Advanced Technologies & Engineering (ATE) is on the cusp of exporting the most advanced avionics software ever developed in SA, the company says.
The programming, along with the associated hardware, cost about $100 million to research, develop and certify to exacting aviation standards and can be retrofitted to hundreds of BAE Systems Hawk light fighter aircraft in the world today.
Additionally, the software and avionics can be readily adapted for other aircraft types, meaning the country stands to gain millions by successfully exporting the technology.
The software, which ATE Hawk program manager Dirk de Villiers says runs to over a million lines of code, is certified to the Radio Technical Commission for Aeronautics' DO-178B global standard, used by the US Federal Aviation Authority to certify software for use in aircraft.
De Villiers adds the software and associated hardware has been successfully integrated and brought into service aboard the SA Air Force's (SAAF's) BAE Systems Mk120 Hawk lead-in fighter trainers. About 900 Hawks of various marks are flying with 18 air forces and older variants provide a ready market for ATE's integrated navigation and weapons systems (INWS).
Armscor Hawk programme manager Johan Ferreira says the system is the first time the country has achieved such a high level of integration and certification. "The avionics in this aircraft are the most complex developed in this country. This is also the first time that I'm aware of, that we have certified avionics to the DO-178B standard."
Selling the avionics as an upgrade abroad will benefit both the government - which owns some of the intellectual property rights - and the defence industry, says Ferreira and ATE external affairs director Lorris Duncker.
Ferreira adds that exports will allow ATE and the consortium it led to develop and build the INWS to maintain design authority.
"This is a capacity we must maintain, we need to market the programme. A contract for ATE as a systems house is a contract for industry at large."
In development
The software was delivered in three tranches, with an initial version, called Operational Capability (OC) 1, delivered in 2006 offering basic flight functions. OC1 was used to test the aircraft and bring it into operational service with 85 Combat Flying School. OC2 followed in 2007 and allowed pilot training to commence. OC3 followed and allows the aircraft to engage in combat and advanced training.

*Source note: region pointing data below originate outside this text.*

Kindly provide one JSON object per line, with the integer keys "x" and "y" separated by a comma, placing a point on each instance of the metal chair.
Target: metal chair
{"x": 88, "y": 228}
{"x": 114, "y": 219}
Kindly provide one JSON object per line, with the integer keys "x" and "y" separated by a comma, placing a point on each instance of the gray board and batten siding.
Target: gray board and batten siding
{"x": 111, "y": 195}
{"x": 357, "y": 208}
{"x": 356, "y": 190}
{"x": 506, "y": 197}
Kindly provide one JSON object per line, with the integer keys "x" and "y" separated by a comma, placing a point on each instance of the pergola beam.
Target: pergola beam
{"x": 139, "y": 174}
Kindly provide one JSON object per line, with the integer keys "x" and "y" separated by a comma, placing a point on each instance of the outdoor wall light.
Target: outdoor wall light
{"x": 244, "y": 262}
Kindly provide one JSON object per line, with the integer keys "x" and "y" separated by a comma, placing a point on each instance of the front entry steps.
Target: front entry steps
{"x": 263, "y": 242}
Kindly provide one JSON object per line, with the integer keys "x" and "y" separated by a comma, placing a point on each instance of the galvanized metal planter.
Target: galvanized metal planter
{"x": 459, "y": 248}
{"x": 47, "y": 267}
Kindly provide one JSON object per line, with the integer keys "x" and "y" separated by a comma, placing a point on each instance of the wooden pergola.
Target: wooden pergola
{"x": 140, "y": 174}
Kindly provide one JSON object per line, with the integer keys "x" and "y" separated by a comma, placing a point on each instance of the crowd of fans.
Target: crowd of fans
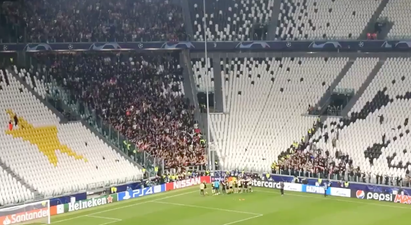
{"x": 304, "y": 159}
{"x": 91, "y": 21}
{"x": 140, "y": 95}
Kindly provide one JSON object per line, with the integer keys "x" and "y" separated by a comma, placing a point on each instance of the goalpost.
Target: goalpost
{"x": 30, "y": 213}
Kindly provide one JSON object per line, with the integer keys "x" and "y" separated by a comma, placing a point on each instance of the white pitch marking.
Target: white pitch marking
{"x": 104, "y": 217}
{"x": 210, "y": 208}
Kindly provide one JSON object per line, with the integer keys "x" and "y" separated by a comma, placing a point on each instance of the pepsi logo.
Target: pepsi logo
{"x": 360, "y": 194}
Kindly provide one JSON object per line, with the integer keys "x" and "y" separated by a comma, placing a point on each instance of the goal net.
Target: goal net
{"x": 31, "y": 213}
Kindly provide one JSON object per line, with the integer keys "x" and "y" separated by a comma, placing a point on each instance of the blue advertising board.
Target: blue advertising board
{"x": 125, "y": 195}
{"x": 281, "y": 46}
{"x": 315, "y": 189}
{"x": 124, "y": 187}
{"x": 67, "y": 198}
{"x": 219, "y": 175}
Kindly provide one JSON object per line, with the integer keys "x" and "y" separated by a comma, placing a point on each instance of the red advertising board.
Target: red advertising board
{"x": 403, "y": 199}
{"x": 187, "y": 182}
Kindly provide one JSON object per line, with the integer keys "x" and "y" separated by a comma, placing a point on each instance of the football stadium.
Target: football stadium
{"x": 205, "y": 112}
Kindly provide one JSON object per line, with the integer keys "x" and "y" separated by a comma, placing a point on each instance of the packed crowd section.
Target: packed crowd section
{"x": 91, "y": 21}
{"x": 138, "y": 94}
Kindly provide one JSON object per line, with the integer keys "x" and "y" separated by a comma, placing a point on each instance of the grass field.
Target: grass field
{"x": 263, "y": 207}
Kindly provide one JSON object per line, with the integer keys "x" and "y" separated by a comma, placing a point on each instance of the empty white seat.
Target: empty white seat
{"x": 263, "y": 103}
{"x": 53, "y": 157}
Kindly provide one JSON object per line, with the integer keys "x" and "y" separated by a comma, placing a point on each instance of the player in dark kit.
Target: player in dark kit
{"x": 224, "y": 187}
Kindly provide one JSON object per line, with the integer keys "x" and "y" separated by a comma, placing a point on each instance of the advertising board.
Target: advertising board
{"x": 276, "y": 185}
{"x": 125, "y": 195}
{"x": 187, "y": 182}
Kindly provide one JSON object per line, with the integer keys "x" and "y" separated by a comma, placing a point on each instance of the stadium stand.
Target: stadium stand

Duncker says the software was developed on the back of more than a decade's experience. "It started in 1992, when ATE was selected for the SAAF's Project Neckwar, the development of a Glass Cockpit Avionics Demonstrator using a Mirage F1 as platform.

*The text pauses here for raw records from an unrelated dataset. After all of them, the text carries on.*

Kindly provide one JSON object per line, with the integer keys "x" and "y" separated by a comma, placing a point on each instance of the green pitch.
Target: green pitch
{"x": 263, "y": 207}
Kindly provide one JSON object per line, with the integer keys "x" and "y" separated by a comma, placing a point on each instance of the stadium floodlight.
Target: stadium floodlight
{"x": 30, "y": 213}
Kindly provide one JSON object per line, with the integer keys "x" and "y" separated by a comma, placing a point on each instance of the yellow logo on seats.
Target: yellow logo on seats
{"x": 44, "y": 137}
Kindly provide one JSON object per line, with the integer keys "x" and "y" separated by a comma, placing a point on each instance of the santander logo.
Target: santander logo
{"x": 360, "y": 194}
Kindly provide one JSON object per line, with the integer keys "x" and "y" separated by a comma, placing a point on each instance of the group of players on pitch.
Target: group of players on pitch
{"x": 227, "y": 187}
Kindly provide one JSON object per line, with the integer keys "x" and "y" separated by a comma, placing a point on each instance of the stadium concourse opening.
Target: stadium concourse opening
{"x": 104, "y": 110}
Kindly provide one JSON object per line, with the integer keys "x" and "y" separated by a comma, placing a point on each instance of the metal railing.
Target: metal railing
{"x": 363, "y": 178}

"In 1994, ATE was selected for the development of the glass cockpit for the Pilatus PC-7 MkII [Astra] trainer for the SAAF. This gave ATE the expertise base to team up with Thomson-CSF (now Thales), to be selected for the upgrade of the navigation and weapons system for the Mirage F1 of the Spanish Air Force," Duncker adds.
"With bombing algorithms developed within ATE, the upgraded Mirage F1 did not only serve as gap filler while awaiting the Eurofighter, but demonstrated bombing accuracies equivalent to the best in the western world."
"These local and international projects cemented a local expertise level that brought the Hawk software development from an initial high risk profile to a success for ATE and the local defence industry," says Duncker.
Future developments
The avionics hardware and software developed for the Hawk can also be put to use elsewhere in SAAF's inventory. The SAAF is about to decide on upgrading the Astra cockpit and industry players speculate the work will go to the aircraft's Swiss manufacturer.
"The initial instruction to the Hawk Navigation and Weapons System Programme was to 'Gripenise the Hawk' so as to have a seamless transition between training from Hawk to Gripen," says De Villiers. (The Gripen is the Air Force's new Advanced Light Fighter Aircraft.)
"Now the message that industry conveys to Armscor is to 'Hawkenise the Pilatus', so as to achieve commonality between avionics of the Hawk and Pilatus Aircraft. This would be in preference to procuring a new system, distinctly different to Hawk," De Villiers says.